No Brasil, o FN FAL recebeu o nome de FN M964, utilizando o potente calibre 7,62×51 mm NATO – também chamado de .308 Winchester – para equipar as tropas com um excelente fuzil, extremamente robusto e moderno para época, em um período de extrema tensão no cenário político brasileiro, em 1964, após os militares assumirem o poder. Note que foi adotado apenas 9 anos depois que o Canadá começou a usá-lo e 7 anos após a Inglaterra, na época, um fuzil extremamente útil e adequado, tanto que até hoje tem mostrado um ótimo serviço, não apenas nas Forças Armadas como também nas Forças de Segurança Pública.
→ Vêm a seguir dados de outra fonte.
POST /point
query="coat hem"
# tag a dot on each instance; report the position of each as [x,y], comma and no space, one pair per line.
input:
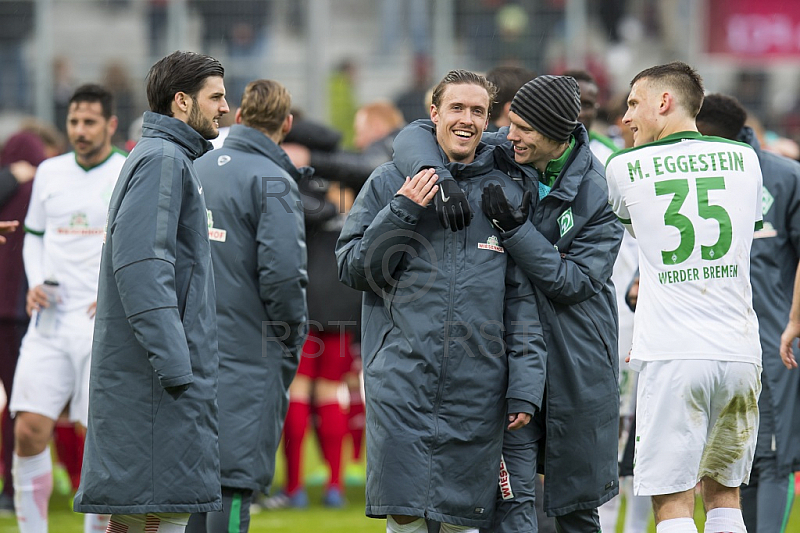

Policial do BOPE Utilizando um FN PARA-FAl
Policial utiliza FN PARA-FAl em incursão.

Porém, a Inglaterra interrompeu o uso em 1986, pois já havia se mostrado obsoleto, o Brasil, no entanto, ainda o utiliza, com o seu processo de substituição iniciado apenas em 2012, com o Imbel IA2, quarenta e seis anos após o início do serviço do M964.

Fuzil FN FAL por tropas brasileiras
Fuzil M964, o FAL utilizado no Brasil

O Braço Direito do Mundo Livre se mostrou extremamente capaz de rivalizar com qualquer armamento que fosse seu contemporâneo, seja rival como o soviético AK-47, seja aliado como o alemão HK G3. Tinha uma mecânica e manutenção simples, resistia a condições climáticas adversas e por isso foi adotado pelas forças armadas de mais de noventa países e ainda é utilizado por inúmeras nações – principalmente países de terceiro mundo –  o que evidencia a robustez e durabilidade do incrível FN FAL.

Variantes do Fuzil FN FAL

LAR 50.41 & 50.42

Versão conhecida no Brasil como FAP – Fuzil Automático Pesado 7.62.

FAL 50.61

Coronha dobrável, comprimento padrão do tambor 21,0 polegadas

FAL 50.62

Coronha dobrável, cano de 18 polegadas, versão para paraquedistas e alça dobrável.

FAL 50.63 ou Para-FAL

Versão com coronha dobrável, cano menor de 17,16 polegadas, utilizada pelos paraquedistas (pqd). Esta versão foi requisitada pelos paraquedistas belgas.

FAL 50.64

Com a mesma coronha dobrável da versão Para-Fal, comprimento padrão do tambor de 533 mm e um receptor inferior de liga de alumínio.